Crow Wing County Jail Holds 8th Annual Transition Fair
Over 50 vendors from the community visited the Crow Wing County Jail Wednesday to share with inmates programs and resources in the area to help make for a smooth transition back into the community after incarceration.
According to the Urban Institute, over 9 million people pass through America’s local jails every year. In Crow Wing County, a Transition Fair is held every year to help inmates transition back into the community so that hopefully, they will not come through the jail system again.
“We have anywhere from housing to support groups to parenting information. There’s a pretty broad spectrum. They can come down and get the resources needed to help upon their release,” explained Miranda Neuwirth, Crow Wing County Jail Program Sergeant.

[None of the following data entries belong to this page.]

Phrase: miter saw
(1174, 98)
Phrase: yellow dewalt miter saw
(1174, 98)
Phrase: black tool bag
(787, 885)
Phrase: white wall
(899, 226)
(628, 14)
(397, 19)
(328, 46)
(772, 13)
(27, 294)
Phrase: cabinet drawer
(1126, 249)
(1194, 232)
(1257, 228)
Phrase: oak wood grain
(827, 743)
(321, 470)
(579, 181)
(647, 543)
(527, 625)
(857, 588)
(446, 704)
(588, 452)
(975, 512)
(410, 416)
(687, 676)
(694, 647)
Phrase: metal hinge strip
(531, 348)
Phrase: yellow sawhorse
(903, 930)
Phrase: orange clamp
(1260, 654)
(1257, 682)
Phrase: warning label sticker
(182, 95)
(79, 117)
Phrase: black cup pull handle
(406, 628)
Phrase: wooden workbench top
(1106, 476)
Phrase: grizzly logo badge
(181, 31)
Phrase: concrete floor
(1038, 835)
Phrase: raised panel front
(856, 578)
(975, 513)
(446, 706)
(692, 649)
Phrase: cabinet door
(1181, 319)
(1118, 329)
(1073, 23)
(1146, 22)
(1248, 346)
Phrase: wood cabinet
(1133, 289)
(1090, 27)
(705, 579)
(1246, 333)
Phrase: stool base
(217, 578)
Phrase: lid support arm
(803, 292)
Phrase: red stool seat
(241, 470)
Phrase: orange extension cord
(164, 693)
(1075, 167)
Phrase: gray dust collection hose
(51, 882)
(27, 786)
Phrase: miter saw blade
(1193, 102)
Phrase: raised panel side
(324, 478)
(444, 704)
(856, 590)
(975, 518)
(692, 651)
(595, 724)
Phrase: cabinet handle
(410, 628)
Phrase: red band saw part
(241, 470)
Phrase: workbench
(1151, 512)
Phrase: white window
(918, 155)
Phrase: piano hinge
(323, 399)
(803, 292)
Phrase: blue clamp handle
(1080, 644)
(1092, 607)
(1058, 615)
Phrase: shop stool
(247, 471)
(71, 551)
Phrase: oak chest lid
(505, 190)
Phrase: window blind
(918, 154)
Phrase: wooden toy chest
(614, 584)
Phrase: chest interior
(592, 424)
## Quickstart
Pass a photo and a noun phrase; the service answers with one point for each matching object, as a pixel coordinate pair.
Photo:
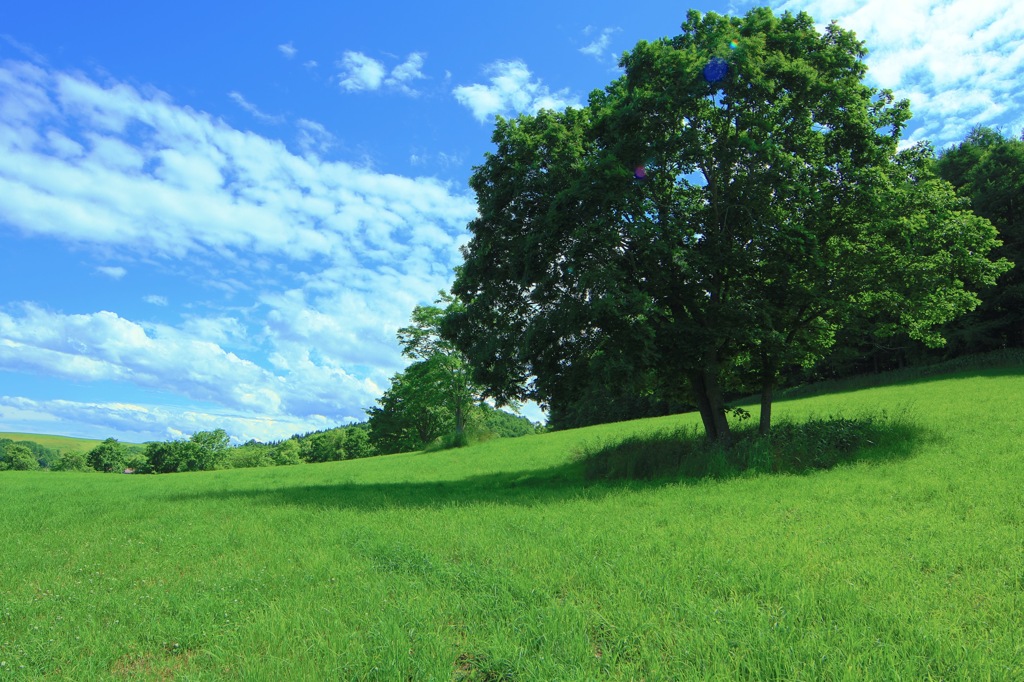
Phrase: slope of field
(60, 443)
(500, 562)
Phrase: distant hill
(62, 443)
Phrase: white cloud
(252, 109)
(597, 48)
(406, 73)
(960, 62)
(325, 259)
(359, 73)
(313, 137)
(113, 271)
(512, 90)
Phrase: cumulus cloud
(360, 73)
(113, 271)
(512, 90)
(598, 47)
(313, 137)
(252, 109)
(958, 62)
(325, 260)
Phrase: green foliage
(987, 168)
(108, 456)
(44, 457)
(502, 424)
(433, 395)
(71, 461)
(288, 453)
(412, 413)
(775, 210)
(204, 451)
(250, 455)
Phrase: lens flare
(716, 70)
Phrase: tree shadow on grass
(639, 462)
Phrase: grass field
(60, 443)
(500, 562)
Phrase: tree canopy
(712, 216)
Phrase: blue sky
(217, 214)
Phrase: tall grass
(503, 561)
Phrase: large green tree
(713, 215)
(987, 168)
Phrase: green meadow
(60, 443)
(503, 561)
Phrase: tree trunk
(766, 394)
(709, 397)
(460, 425)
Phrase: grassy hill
(60, 443)
(502, 562)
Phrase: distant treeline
(205, 451)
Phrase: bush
(249, 456)
(71, 462)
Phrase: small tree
(412, 413)
(287, 454)
(108, 456)
(450, 370)
(71, 461)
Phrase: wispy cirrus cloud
(340, 254)
(512, 89)
(958, 62)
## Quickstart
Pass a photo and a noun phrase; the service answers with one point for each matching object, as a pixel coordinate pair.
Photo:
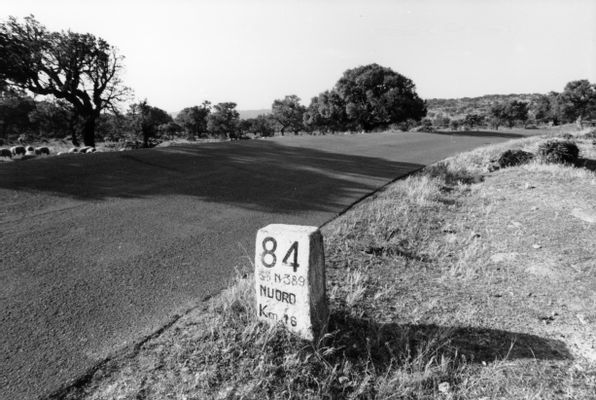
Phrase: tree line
(57, 84)
(575, 104)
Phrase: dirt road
(98, 251)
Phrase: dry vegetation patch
(454, 283)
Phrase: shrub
(511, 158)
(559, 151)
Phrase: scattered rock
(502, 257)
(444, 387)
(584, 215)
(582, 319)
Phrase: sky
(179, 53)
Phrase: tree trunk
(89, 131)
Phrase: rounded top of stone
(303, 229)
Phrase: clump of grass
(558, 152)
(512, 158)
(588, 135)
(375, 348)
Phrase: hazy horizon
(180, 53)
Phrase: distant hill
(466, 105)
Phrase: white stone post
(290, 278)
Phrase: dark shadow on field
(257, 174)
(587, 163)
(506, 135)
(364, 340)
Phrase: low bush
(511, 158)
(559, 152)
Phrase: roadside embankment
(455, 283)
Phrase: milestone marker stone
(290, 278)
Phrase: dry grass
(446, 285)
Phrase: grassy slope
(441, 286)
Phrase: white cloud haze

This is the eighth year that the Crow Wing County Jail has put on the Transition Fair, and it is modeled after similar fairs held at various prisons in Minnesota. Over 20 agencies from across north-central Minnesota were part of the fair, ranging from the Salvation Army to Bridges of Hope, Lutheran Social Services, and more.
“We have a wide variety. They come across a big spectrum, which is great to see because not everybody needs the same resources,” added Neuwirth.
“Teen Challenge, and the Hope Center, and the Nystrom Associates, all of them really,” said Ashley Garmaker, who attended the event. “They all had something good and resourceful in some way.”
Many of the vendors have been coming every year since the beginning.
“This opportunity to meet them, to smile, to talk to them and let them know that they’re welcome to come in and that we’re here to help them,” said Carol Paschelke, Brainerd Salvation Army Family Services Director.
One vendor, The Positive Attitude Development Group, came from Duluth to speak with inmates about what they can do to stay out of jail.
“I was in prison for 20 years. All the people that came to prison, most had the same values and the same premises to end up in prison. As soon as they see the chaos, then they’re ready to make a difference in their lives,” explained Lyle Wildes, who is a brain coach at Positive Attitude Development Group.
The county jail makes it a priority to put on the Transition Fair every year.
“The fact of the matter is, most of the people that come into jail, they are going to get out, and we need to better equip them with some tools so they don’t come back in,” Neuwirth said.
“It’s important so that people can find out what help is available and what is out there. People are finding out new things that they didn’t know they could do or were even possible,” said attendee Jessica Johnson.
The vendors hope that if the inmates take away anything, it’s that they are not alone in their transition.
“There are people that believe in them and believe in restoration and want to help. Our whole community is going to do better if we’re able to help support people that are struggling,” added Paschelke. “They’re not alone and we are here for them.”